The sales volume of steaming and baking is leading, and the annual revenue increases rapidly. As one of the fastest growing segments of the kitchen and bathroom market, integrated stoves have maintained a super double-digit growth rate for many years. According to the total data pushed by ovicloud, the retail volume of integrated stoves was 3.04 million in 2021, a year-on-year increase of 28%; Retail sales reached 25.6 billion yuan, a year-on-year increase of 41%. As one of the high-quality enterprises of integrated stoves, the company has continuously strengthened the iteration of product renewal and accelerated the construction of channel diversification. In the whole year, the revenue has achieved rapid growth. By the end of the reporting period, the company had 17 integrated steaming and baking stoves. According to the data of Ourui international, the company’s integrated oven for steaming and baking has led the national sales for three consecutive years. During the double 11, the T6 and J2 products of the company won the sales crown of tmall and jd.com steaming and baking independent products respectively, and the T1 products won the sales crown of tmall steaming and baking integrated products for two consecutive years.
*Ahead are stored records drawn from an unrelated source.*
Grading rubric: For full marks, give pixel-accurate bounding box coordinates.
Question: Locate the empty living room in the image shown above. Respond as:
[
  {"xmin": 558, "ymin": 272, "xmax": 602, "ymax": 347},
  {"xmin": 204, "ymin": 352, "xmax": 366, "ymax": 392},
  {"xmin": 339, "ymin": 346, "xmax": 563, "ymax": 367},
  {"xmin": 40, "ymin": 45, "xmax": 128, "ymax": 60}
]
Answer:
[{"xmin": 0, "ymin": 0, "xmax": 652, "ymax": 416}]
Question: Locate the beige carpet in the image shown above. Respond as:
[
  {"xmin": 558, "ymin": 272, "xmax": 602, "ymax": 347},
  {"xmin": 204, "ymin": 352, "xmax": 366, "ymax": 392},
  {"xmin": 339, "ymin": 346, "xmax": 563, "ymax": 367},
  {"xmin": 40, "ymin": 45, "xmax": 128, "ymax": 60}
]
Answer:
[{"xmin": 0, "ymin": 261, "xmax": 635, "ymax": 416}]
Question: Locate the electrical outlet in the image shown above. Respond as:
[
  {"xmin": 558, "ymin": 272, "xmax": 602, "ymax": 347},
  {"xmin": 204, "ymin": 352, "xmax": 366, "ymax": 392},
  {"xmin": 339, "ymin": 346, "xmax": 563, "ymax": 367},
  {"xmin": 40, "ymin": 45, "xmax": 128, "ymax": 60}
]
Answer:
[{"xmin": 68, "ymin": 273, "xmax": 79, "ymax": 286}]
Wuxi Online Offline Communication Information Technology Co.Ltd(300959) coordinate development and build a diversified channel network. The company has built a diversified channel layout, with offline specialty stores as the core, Wuxi Online Offline Communication Information Technology Co.Ltd(300959) coordinated development, and entered Ka, home decoration and other channels at the same time. In terms of offline channels, the company continued to empower dealers, adding and transforming more than 300 specialty stores during the reporting period. At present, the company has nearly 1300 dealers and more than 1600 sales terminals, realizing the full coverage of key cities in China. On line, the company increased its investment in Tmall and Jingdong platforms during the reporting period, while actively promoting live sales tiktok and other content e-commerce platforms.

Profitability has declined. Throughout the year, affected by the rise in the price of raw materials, the company’s comprehensive gross profit margin was 46.2%, down 3PP year-on-year. In terms of expense ratio, the company’s sales expense ratio decreased by 0.5pp to 12.3% year-on-year; The management expense ratio was 8.9%, with a year-on-year increase of 0.8pp; The financial expense ratio was – 2.6%, a year-on-year decrease of 0.5pp. Overall, the company’s net interest rate was 25.2%, down 2PP year-on-year.

Q4 profitability is under pressure. According to the data of a single quarter, the gross profit margin of Q4 was 45.2%, a year-on-year decrease of 3.6pp; The net interest rate was 21.5%, a year-on-year decrease of 6.8pp. The company’s Q4 short-term profit is under pressure. We believe that there are three main reasons: (1) happy comedians and big brands amortized some expenses in Q4; (2) The impact of rising raw material prices; (3) Due to the impact of cold real estate and high base, the growth rate of Q4 revenue of the company slowed down, and the proportion of Q4 revenue of the company reached 36% in 2020.

Profit forecast and investment suggestions. It is estimated that the EPS from 2022 to 2024 will be 2.05/2.55/3.22 yuan respectively. Considering the rapid increase of the penetration rate of integrated stoves, the company continues to strengthen the construction of product channels, which is expected to fully benefit from the industry dividend and maintain the “buy” rating.

Risk warning: the risk of raw material price or sharp fluctuation, and the risk of terminal sales falling short of expectations.